Ricardo Palma

Lun, 07/02/2011 - 04:21
En todos los países de América Latina, las guerras de Independencia dieron paso a libros, casi siempre intransitables, que hoy llamamos de fundación nacional, pues su papel principal fue el de aglo
En todos los países de América Latina, las guerras de Independencia dieron paso a libros, casi siempre intransitables, que hoy llamamos de fundación nacional, pues su papel principal fue el de aglomerar la gente alrededor de una idea, por vaga que fuera, de nación. En algunos de esos países se cayó rápidamente en la cuenta de que las naciones, en manos de los próceres, habían sido fundadas tan mal, tan a los trancazos, tan conformándose con cualquier cosa, que era necesario fundarlas nuevamente, con libros menos pomposos y de ser posible, mejor escritos. En el Perú tal fue la ocupación del escritor Ricardo Palma. Aunque de joven incursionó en política, muy pronto supo abandonarla para dedicar sus energías a la literatura, oficio que inauguró escribiendo poemas al modo romántico que fueron apareciendo sueltos en revistas. Con paciencia monacal, Palma iba compilando y dando forma a sus observaciones de sus compatriotas y sus tradiciones, prefiriendo las que realmente practicaban a las que se suponía que debían practicar según unos cuantos criollos. Ni siquiera el incendio total de su casa, incluida su biblioteca, logró desmotivarlo, y Palma fue de puerta en puerta pidiendo que le obsequiaran los libros relegados al olvido que existen en cualquier casa. Por esa época lo llamaban el Bibliotecario mendigo, aunque ya era el director de la Biblioteca Nacional. Tampoco lo hizo el naufragio de un barco en el que trabajó un tiempo, del que lo salvó un marinero admirador que finalmente habría de convertirse en uno de los personajes de sus relatos. Unos años después, Palma dio a la imprenta sus Tradiciones peruanas, compilación de breves textos admirablemente escritos, en los que daba cuenta de sus largas observaciones y lecturas acerca de la gente del Perú.

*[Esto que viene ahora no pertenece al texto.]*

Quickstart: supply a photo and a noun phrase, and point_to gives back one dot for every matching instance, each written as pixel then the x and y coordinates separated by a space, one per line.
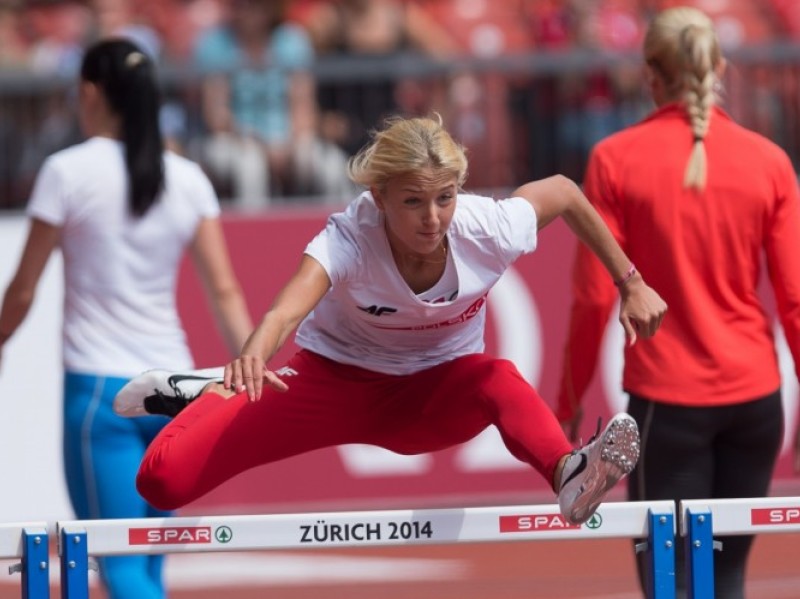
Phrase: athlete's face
pixel 418 208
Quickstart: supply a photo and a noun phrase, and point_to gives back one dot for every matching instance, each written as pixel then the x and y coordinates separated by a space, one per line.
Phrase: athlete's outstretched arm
pixel 294 302
pixel 642 309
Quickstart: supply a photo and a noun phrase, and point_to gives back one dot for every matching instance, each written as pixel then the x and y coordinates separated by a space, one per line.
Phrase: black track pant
pixel 702 453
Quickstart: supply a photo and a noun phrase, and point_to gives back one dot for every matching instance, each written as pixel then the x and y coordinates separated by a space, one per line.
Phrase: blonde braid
pixel 697 45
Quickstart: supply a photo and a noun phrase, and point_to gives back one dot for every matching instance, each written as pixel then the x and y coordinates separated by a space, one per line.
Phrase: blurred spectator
pixel 119 18
pixel 13 45
pixel 59 29
pixel 260 108
pixel 373 32
pixel 566 112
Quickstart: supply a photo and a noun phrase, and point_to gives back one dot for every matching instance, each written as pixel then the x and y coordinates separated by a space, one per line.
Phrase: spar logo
pixel 170 535
pixel 535 523
pixel 775 515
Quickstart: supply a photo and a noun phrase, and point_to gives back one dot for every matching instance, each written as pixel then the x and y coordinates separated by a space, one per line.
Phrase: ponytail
pixel 127 78
pixel 683 48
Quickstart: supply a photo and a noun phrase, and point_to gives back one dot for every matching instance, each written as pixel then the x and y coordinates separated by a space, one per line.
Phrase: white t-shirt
pixel 120 272
pixel 371 318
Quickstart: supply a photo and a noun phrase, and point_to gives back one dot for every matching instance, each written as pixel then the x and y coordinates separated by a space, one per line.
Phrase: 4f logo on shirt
pixel 378 310
pixel 286 371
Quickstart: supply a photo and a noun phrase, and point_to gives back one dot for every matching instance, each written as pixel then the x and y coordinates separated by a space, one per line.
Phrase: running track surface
pixel 595 569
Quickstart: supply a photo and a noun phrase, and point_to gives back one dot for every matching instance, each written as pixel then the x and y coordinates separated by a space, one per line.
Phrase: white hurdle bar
pixel 28 542
pixel 703 519
pixel 79 539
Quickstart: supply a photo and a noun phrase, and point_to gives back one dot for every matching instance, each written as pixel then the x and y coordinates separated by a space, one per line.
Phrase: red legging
pixel 331 404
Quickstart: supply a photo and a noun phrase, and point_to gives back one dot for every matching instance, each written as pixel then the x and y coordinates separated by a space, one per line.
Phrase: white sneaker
pixel 161 392
pixel 590 472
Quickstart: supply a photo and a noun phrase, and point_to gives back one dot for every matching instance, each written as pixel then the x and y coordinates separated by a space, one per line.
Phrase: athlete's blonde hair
pixel 407 145
pixel 681 45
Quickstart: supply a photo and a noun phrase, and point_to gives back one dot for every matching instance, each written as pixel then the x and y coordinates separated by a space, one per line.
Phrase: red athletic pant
pixel 331 404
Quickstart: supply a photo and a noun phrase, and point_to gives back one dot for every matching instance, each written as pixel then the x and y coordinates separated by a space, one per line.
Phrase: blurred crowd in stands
pixel 272 96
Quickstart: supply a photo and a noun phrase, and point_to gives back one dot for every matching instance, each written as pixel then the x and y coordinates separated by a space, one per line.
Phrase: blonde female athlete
pixel 390 302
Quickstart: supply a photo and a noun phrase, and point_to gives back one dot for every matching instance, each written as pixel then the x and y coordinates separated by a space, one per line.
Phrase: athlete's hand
pixel 641 309
pixel 249 373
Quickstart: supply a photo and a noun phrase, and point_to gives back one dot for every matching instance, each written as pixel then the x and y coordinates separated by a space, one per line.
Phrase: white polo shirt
pixel 120 272
pixel 371 318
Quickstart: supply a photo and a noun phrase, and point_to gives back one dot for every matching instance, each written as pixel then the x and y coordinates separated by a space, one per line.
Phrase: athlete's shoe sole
pixel 593 470
pixel 159 392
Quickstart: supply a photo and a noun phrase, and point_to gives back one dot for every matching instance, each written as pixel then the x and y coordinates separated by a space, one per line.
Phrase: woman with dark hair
pixel 122 211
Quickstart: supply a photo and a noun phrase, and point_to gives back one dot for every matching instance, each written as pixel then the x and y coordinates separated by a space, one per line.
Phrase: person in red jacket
pixel 700 204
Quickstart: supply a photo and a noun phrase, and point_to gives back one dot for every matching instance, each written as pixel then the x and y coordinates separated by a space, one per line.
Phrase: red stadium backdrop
pixel 526 323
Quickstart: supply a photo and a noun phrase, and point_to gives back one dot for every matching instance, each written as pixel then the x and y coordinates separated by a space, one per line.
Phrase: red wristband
pixel 624 279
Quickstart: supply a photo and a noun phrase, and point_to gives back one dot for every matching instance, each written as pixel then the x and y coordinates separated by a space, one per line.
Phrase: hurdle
pixel 28 542
pixel 701 520
pixel 81 539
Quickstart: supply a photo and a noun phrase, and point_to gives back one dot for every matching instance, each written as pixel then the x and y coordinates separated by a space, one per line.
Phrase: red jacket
pixel 703 252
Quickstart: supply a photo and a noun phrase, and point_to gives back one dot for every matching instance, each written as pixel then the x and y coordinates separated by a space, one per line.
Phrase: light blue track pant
pixel 102 452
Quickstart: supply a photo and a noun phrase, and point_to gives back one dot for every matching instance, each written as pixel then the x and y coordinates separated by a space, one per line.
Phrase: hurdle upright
pixel 28 542
pixel 80 539
pixel 701 520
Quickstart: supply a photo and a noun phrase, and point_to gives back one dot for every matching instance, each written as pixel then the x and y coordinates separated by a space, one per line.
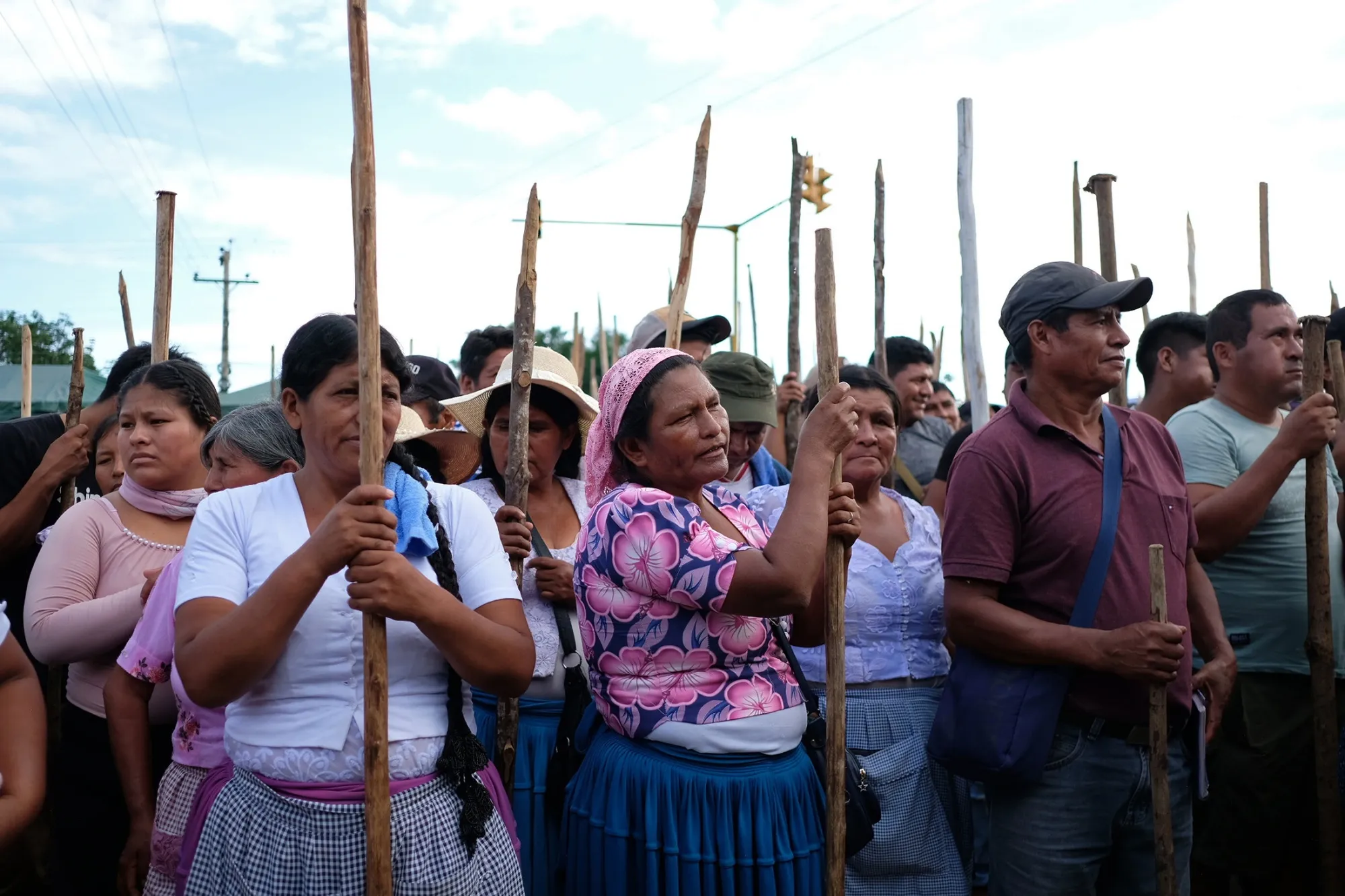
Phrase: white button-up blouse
pixel 317 689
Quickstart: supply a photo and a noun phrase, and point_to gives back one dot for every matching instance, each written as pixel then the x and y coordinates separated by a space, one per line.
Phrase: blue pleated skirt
pixel 540 853
pixel 650 818
pixel 923 846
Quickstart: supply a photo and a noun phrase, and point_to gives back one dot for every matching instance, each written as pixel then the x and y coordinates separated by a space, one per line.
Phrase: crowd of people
pixel 198 615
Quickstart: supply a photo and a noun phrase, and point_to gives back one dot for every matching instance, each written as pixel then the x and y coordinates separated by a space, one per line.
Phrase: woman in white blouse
pixel 274 585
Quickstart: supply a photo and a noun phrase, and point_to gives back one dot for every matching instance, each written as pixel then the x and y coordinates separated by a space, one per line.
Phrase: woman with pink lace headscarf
pixel 697 780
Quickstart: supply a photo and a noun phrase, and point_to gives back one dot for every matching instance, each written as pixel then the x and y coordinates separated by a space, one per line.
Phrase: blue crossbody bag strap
pixel 1113 470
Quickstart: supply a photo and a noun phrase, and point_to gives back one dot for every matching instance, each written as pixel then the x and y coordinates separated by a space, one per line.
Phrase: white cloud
pixel 533 119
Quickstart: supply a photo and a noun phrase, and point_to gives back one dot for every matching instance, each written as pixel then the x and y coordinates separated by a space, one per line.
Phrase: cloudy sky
pixel 243 108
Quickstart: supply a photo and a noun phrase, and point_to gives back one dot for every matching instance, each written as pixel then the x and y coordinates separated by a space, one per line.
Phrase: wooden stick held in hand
pixel 1321 650
pixel 794 412
pixel 1164 849
pixel 26 361
pixel 517 477
pixel 689 222
pixel 379 810
pixel 829 373
pixel 1264 194
pixel 126 311
pixel 163 276
pixel 880 286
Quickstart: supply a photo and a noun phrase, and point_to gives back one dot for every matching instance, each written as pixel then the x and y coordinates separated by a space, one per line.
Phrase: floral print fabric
pixel 650 580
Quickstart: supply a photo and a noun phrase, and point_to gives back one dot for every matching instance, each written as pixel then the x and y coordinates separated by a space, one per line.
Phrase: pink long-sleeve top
pixel 84 600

Ellos también están escritos a la manera romántica, lo que dio pie para años de debates, críticas y acusaciones por parte de los intelectuales más jóvenes, vendidos al dudoso modernismo. Por suerte hoy ya nadie lee pensando en ismos, ni habiendo jurado fidelidad a una o a otra moda pasajera, y todos pueden disfrutar de este libro, cuya modestia y sencillez, no su calidad, impiden calificar de magnífico, ya que carece del tipo de magnificencia rimbombante que ese adjetivo insinúa. La palabra realmente adecuada para ese libro es sencillífico, y también para el noble y cuidadoso hombre que lo redactó.